2. Providing loans or funds for the business to function


 Financial markets, like banks, help boost the working capital of businesses when their
earnings are too low to finance the daily operations. They can do this through provision
of loans.
3. Requiring management to prioritize short-term profitability
 To ensure return on their investment, stockholders of publicly listed companies pressure
managers to focus on short-term profits.
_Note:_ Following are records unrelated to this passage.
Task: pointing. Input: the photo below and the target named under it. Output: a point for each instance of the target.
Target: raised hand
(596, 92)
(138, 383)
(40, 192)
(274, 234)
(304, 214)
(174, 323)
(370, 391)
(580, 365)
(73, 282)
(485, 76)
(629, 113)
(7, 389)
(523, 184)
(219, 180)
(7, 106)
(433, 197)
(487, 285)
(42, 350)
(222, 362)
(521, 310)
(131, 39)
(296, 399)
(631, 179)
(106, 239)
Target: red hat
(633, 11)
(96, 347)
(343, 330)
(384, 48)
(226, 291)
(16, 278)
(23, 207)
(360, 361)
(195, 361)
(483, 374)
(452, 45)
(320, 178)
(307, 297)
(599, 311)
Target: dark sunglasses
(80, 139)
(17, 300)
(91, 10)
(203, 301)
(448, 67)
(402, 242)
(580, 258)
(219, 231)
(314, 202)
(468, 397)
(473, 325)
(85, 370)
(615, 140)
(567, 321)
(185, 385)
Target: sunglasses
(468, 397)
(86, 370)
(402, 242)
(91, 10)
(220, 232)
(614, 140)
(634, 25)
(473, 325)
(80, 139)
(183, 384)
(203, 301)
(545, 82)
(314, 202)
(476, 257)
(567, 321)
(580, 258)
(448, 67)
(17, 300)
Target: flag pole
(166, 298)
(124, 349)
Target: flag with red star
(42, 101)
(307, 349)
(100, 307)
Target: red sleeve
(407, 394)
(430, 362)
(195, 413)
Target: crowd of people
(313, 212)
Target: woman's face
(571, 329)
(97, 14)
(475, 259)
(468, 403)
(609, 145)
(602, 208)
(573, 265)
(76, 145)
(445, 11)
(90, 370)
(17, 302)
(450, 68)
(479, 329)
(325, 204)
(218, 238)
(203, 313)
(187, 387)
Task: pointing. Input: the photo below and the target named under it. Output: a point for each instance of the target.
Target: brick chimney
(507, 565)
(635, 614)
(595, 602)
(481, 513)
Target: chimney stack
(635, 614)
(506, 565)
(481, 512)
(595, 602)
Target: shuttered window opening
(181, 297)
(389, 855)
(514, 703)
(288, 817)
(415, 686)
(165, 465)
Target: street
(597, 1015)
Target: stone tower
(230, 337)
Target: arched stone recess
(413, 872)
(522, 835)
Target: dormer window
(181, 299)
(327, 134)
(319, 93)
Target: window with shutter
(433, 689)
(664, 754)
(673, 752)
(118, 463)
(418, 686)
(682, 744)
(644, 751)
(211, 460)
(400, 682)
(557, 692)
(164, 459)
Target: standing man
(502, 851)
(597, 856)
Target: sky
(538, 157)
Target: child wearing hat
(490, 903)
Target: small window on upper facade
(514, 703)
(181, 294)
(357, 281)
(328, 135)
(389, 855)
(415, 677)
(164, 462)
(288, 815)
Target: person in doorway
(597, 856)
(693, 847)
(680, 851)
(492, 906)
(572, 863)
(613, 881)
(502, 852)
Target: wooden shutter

Managers who fail to perform are forced out
of the office and replaced.
4. Considering chances to lower operating hazards
This is done by:
• Commodities markets, which provide businesses with price guarantees for future products
and/or services in the event of price changes;
• Foreign exchange markets: they provide businesses with exchange rate guarantees in the
event of currency devaluations.
5. By strategically investing the company's excess capital, creating possibilities to enhance
operational earnings
 Financial markets allow businesses to supplement earnings by enabling them to invest
surplus financial assets and get interest on them.
In conclusion a country's ability to grow and function efficiently is greatly influenced by its
financial market, which should be well-developed and well-run.
Reference
Balling, M., Lierman, F., & Mullineux, A. (Eds.). (2002). Technology and finance: Challenges for
financial markets, business strategies and policy makers. Taylor & Francis Group.
Exchange (2018). Background. Retrieved
from http://mse.co.mw/index.php?route=common/about/background
Yang, M., & Heng, M. S. (2011). Global financial crisis and challenges for china : China and the
global financial crisis. World Scientific Publishing Company.